Greek Prime Minister Alexis Tsipras has clearly expressed his intention to join the 16+1 group of China and Central and Eastern European (CEE) nations, according to a diplomatic source.
In a letter to North Macedonia’s Prime Minister Zoran Zaev, Tsipras said Greece’s participation in the group was consistent with its willingness to enhance its role in the region, according to a Financial Times report.
A formal announcement of the move is expected to be made on Friday at the 16+1 summit in Dubrovnik, Croatia, which will be attended by Chinese Premier Li Keqiang.
The platform, which was established in 2012, is seen by China as a way to boost trade and investment with CEE countries, 11 of which are also members of the European Union. In 2013, it was aligned with Beijing’s “Belt and Road Initiative”, an ambitious plan to boost global trade through infrastructure development.
Greece threw open its doors to Chinese investment in the aftermath of its debt crisis and is now one of Beijing’s most important partners on the belt and road scheme in Europe.
One of the key agenda items at the 16+1 summit is expected to be the development of a China-funded, multibillion-dollar Athens-Budapest rail line.
The project, which is also designed to connect the Serbian and North Macedonian capitals of Belgrade and Skopje, and ultimately extend to the China-run Greek port of Piraeus, has been held up by Brussels’ concerns that the project might have breached the EU’s rules on competition and specifically whether Hungary, as an EU member state, complied with them.
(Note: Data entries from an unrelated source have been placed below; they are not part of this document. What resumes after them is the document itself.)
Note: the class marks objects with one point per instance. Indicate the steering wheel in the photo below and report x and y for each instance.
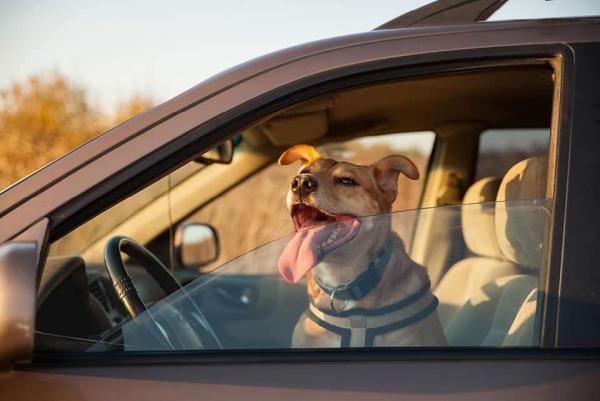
(181, 328)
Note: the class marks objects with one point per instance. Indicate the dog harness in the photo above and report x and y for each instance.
(358, 327)
(362, 285)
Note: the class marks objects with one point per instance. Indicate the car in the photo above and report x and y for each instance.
(143, 264)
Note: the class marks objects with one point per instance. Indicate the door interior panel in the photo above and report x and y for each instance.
(252, 311)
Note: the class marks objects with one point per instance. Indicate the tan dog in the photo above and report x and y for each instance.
(363, 288)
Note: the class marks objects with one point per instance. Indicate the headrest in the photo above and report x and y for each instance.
(478, 224)
(522, 215)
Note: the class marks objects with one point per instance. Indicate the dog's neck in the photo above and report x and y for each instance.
(364, 281)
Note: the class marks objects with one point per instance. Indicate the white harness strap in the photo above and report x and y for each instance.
(358, 329)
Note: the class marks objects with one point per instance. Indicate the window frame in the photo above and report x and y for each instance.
(177, 153)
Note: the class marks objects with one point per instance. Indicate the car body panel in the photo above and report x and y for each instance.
(402, 379)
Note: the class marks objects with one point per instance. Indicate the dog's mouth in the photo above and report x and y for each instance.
(317, 233)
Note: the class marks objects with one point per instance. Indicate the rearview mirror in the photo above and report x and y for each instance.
(196, 245)
(222, 154)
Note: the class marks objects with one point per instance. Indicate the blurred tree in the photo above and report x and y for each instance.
(46, 116)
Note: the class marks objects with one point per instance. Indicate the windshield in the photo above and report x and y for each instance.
(261, 300)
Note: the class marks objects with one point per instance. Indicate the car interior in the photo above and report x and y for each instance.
(483, 257)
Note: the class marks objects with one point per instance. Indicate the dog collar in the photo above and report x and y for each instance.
(359, 327)
(362, 285)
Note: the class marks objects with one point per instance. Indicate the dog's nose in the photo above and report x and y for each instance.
(305, 184)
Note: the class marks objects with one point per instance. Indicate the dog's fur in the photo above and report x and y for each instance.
(374, 194)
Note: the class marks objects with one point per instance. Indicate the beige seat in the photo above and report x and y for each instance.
(522, 226)
(502, 310)
(464, 280)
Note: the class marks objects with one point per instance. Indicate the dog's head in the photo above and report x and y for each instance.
(326, 201)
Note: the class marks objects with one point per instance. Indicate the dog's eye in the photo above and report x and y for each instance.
(347, 181)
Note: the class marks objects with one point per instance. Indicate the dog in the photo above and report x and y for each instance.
(363, 288)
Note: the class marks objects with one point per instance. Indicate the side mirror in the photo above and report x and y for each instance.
(19, 268)
(196, 245)
(222, 154)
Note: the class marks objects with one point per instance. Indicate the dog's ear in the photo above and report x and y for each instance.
(387, 170)
(305, 153)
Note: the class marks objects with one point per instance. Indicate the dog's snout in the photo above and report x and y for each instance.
(304, 184)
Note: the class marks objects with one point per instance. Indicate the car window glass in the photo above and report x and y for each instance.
(261, 311)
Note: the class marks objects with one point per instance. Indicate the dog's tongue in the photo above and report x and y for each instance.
(300, 255)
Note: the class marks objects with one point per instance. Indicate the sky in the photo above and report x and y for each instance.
(117, 48)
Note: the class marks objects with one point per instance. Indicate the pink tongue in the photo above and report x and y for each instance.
(300, 255)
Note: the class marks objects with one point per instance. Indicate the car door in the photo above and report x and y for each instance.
(547, 371)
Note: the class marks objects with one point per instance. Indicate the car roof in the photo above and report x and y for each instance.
(57, 170)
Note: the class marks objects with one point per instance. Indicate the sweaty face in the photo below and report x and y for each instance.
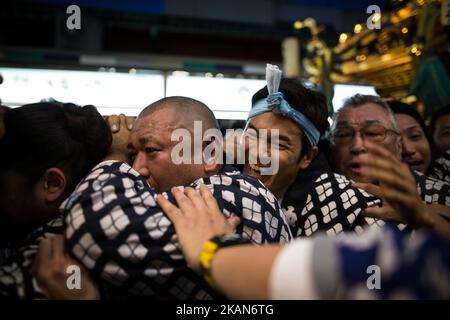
(347, 157)
(287, 149)
(151, 137)
(441, 135)
(415, 146)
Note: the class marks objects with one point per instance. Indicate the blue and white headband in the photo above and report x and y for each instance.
(276, 103)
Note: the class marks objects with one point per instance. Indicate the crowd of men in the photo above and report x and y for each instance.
(107, 196)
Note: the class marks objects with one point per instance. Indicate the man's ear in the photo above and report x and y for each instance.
(307, 158)
(210, 162)
(53, 184)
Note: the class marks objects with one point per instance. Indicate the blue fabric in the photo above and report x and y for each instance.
(275, 103)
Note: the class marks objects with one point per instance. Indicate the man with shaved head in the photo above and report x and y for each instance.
(151, 137)
(117, 230)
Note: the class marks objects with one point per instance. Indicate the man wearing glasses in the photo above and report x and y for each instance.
(365, 118)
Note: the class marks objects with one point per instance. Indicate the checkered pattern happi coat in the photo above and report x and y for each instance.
(116, 229)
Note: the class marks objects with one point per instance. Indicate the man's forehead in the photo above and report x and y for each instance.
(368, 113)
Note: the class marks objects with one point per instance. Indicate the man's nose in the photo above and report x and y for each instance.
(357, 144)
(140, 164)
(407, 148)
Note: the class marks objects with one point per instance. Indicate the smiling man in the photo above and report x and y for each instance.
(313, 198)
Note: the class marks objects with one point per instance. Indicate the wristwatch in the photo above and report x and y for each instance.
(210, 248)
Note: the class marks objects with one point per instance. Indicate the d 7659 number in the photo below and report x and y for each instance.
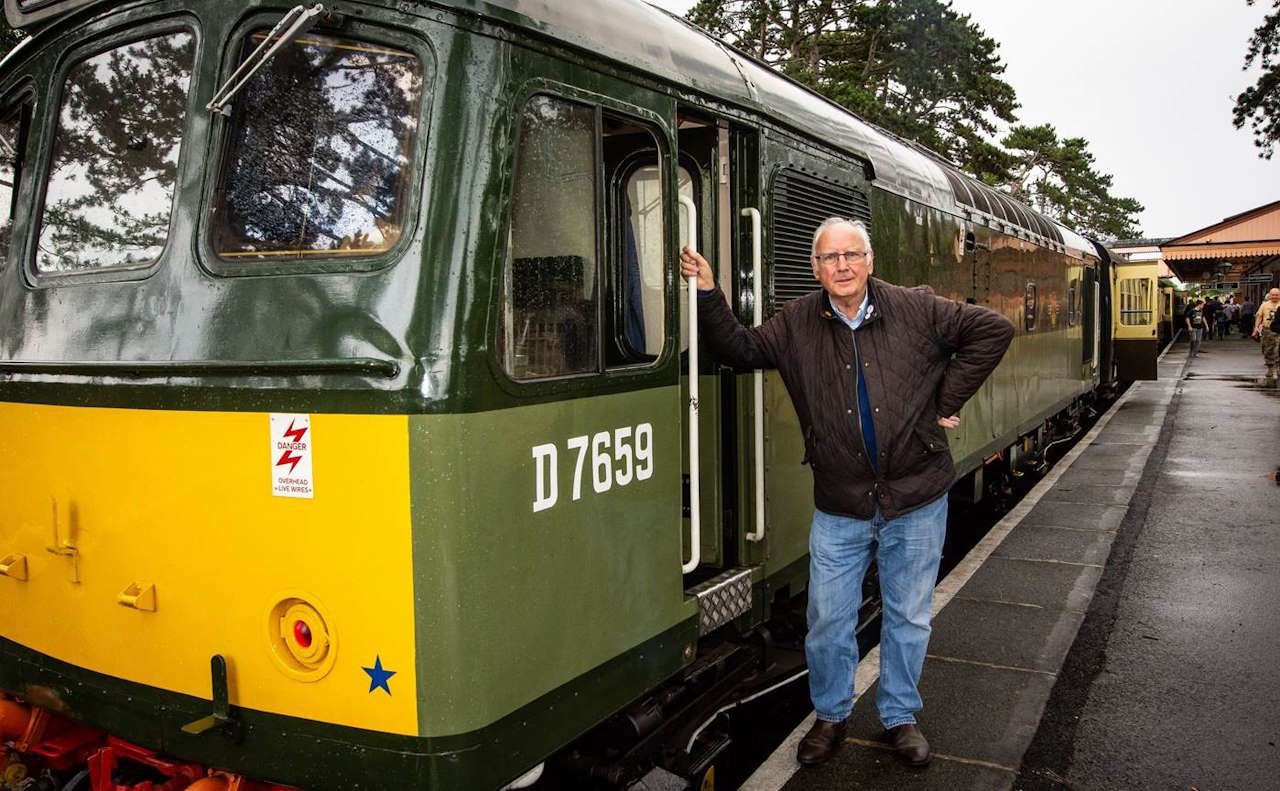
(618, 457)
Feng Zhongping, the head of European studies at the China Institutes of Contemporary International Relations in Beijing, said it made sense for Greece to join the 16+1 grouping.
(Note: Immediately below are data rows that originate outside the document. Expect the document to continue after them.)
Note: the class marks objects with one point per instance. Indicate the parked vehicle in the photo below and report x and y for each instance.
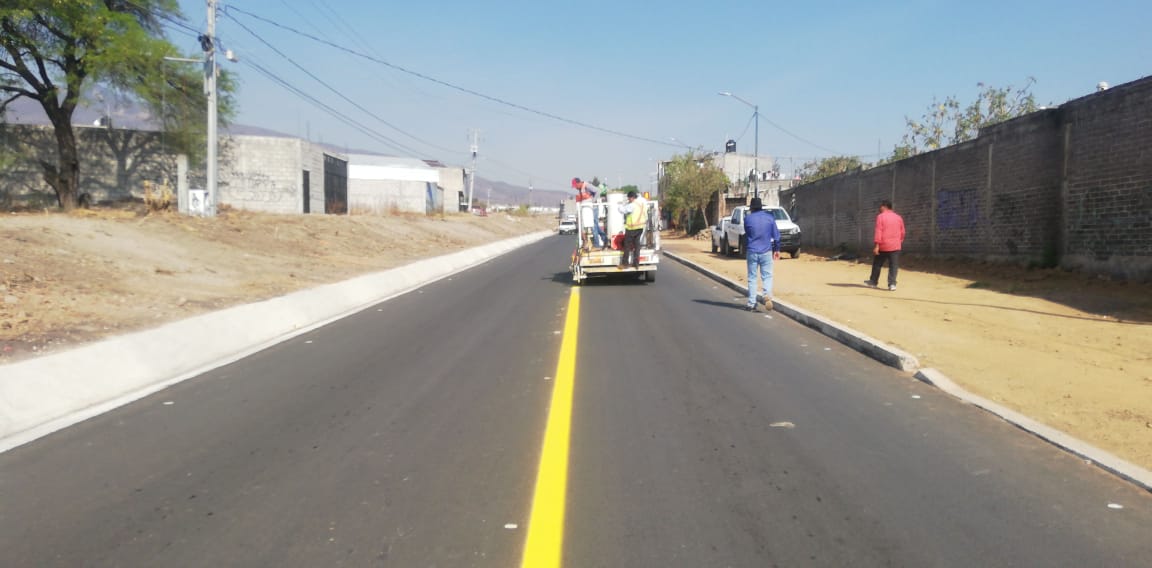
(734, 241)
(718, 233)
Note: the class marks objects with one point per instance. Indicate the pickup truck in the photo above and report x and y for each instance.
(589, 260)
(732, 239)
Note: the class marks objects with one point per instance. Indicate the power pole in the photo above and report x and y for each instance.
(756, 159)
(210, 73)
(471, 178)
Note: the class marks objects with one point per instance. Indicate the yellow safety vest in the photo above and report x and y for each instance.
(638, 218)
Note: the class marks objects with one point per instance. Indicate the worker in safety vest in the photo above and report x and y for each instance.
(635, 219)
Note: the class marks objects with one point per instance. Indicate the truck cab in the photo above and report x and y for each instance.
(734, 240)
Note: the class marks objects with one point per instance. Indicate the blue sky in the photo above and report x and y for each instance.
(830, 77)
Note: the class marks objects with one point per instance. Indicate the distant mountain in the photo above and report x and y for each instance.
(508, 194)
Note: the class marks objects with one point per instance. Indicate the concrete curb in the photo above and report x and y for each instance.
(45, 394)
(1094, 455)
(900, 360)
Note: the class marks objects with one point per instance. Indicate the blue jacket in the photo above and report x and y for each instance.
(762, 232)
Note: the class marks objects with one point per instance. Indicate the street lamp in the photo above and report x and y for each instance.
(756, 158)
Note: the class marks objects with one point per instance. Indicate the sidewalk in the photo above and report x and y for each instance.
(1082, 372)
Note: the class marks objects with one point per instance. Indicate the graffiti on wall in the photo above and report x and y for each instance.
(957, 209)
(257, 187)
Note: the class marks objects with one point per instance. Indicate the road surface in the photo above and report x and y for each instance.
(692, 433)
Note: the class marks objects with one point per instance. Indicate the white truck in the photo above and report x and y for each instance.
(588, 259)
(729, 232)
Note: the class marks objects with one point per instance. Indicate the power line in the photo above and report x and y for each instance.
(445, 83)
(782, 129)
(342, 96)
(331, 111)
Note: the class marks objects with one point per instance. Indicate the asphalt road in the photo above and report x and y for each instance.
(410, 434)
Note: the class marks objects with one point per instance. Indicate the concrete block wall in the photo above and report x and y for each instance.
(311, 159)
(264, 173)
(386, 196)
(452, 183)
(114, 163)
(1023, 216)
(915, 201)
(1108, 187)
(1070, 186)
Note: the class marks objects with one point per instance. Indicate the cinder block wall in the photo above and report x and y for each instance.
(114, 163)
(1069, 186)
(265, 173)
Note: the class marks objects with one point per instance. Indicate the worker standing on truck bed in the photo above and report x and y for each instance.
(635, 219)
(586, 190)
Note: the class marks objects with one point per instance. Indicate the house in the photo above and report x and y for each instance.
(381, 184)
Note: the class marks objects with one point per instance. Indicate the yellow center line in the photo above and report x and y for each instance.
(545, 542)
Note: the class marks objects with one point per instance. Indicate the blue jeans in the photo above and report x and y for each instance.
(599, 239)
(762, 262)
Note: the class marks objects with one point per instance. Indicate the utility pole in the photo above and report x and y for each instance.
(471, 178)
(756, 150)
(210, 75)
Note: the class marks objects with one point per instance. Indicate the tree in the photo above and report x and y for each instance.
(949, 122)
(51, 51)
(831, 166)
(689, 183)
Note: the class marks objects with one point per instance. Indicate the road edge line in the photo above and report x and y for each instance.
(544, 543)
(900, 360)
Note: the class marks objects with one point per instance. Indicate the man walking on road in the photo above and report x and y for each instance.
(763, 249)
(889, 239)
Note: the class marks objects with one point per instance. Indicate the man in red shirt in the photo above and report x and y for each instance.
(889, 239)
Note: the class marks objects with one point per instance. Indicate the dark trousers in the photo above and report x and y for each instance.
(631, 251)
(893, 258)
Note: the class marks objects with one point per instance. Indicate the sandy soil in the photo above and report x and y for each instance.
(67, 279)
(1068, 350)
(1071, 351)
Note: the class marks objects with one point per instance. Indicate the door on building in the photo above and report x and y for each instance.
(308, 192)
(335, 186)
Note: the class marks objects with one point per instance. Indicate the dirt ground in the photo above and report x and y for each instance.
(68, 279)
(1068, 350)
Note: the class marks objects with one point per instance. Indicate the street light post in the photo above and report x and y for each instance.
(756, 151)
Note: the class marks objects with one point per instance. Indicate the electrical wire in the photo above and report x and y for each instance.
(228, 9)
(343, 118)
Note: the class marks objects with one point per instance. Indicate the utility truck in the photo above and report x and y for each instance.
(729, 232)
(589, 259)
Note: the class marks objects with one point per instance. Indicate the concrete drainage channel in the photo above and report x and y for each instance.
(42, 395)
(906, 362)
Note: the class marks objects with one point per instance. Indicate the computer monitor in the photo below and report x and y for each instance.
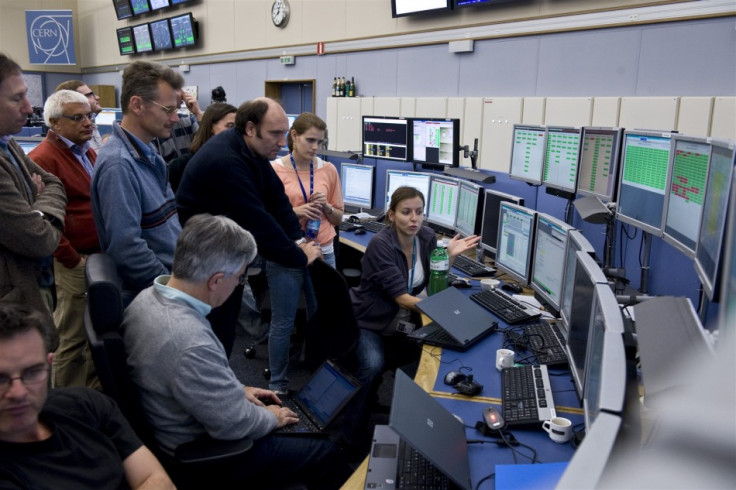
(548, 259)
(470, 209)
(123, 10)
(400, 8)
(606, 370)
(576, 242)
(142, 37)
(561, 158)
(727, 308)
(140, 6)
(161, 32)
(713, 221)
(386, 137)
(159, 4)
(599, 157)
(436, 141)
(686, 192)
(645, 171)
(442, 206)
(183, 30)
(399, 178)
(357, 185)
(528, 147)
(491, 213)
(126, 44)
(515, 241)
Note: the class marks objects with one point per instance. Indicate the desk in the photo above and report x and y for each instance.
(435, 363)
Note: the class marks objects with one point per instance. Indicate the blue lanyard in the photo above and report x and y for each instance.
(311, 177)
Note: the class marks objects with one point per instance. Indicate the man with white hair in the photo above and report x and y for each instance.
(66, 153)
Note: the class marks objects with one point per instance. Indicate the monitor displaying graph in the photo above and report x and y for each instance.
(690, 159)
(643, 182)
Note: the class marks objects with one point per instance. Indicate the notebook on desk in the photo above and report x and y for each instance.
(458, 323)
(418, 421)
(320, 401)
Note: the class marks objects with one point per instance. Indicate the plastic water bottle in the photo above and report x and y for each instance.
(312, 229)
(439, 266)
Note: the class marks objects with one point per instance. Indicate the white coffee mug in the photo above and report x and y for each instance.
(559, 429)
(504, 358)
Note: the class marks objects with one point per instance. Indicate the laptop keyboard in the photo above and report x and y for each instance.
(526, 395)
(547, 342)
(415, 471)
(504, 306)
(471, 267)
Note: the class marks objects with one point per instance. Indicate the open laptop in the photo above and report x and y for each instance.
(458, 322)
(420, 422)
(318, 403)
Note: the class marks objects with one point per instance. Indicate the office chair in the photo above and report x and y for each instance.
(332, 332)
(102, 319)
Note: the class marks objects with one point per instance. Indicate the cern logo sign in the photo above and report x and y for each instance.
(50, 37)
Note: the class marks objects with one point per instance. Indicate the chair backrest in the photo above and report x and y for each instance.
(102, 319)
(332, 332)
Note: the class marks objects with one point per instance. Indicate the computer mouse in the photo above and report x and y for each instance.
(512, 288)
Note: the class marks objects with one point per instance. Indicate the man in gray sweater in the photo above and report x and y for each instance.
(187, 386)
“Greece has similar needs and demands in terms of cooperation with China as Central and Eastern European countries,” he said.
While it had been China’s general practice to sign deals on a bilateral basis, projects involving multiple CEE countries would maximise the value of the platform, Feng said.
The 16+1 summit comes amid growing concern within the European Union about China’s expanding influence in the region and its industrial practices.
Despite those tensions, the annual EU-China summit concluded in Brussels on Tuesday with the signing of a joint statement on the creation of a mechanism for monitoring each other’s pledges regarding the opening up of their markets.
The eleventh-hour deal led Li and EU leaders to acknowledge the great potential for further cooperation between the two sides.
After weathering criticism from the EU – which once accused it of using its economic influence in Greece, as well as in Hungary and the Czech Republic, to “divide” the bloc – Feng said Beijing was now working hard to build trust in Brussels.
“China is trying to stabilise its relationship with Europe, making efforts to build trust and address concerns,” he said. “Both the recent visit to Europe by Chinese President Xi Jinping and Li’s trip are evidence that the EU’s concerns are being taken care of.”
Observers from Brussels had been invited to attend the 16+1 meeting and Li had stressed that any deals China struck with CEE countries would comply with EU standards, rules and laws, Feng said.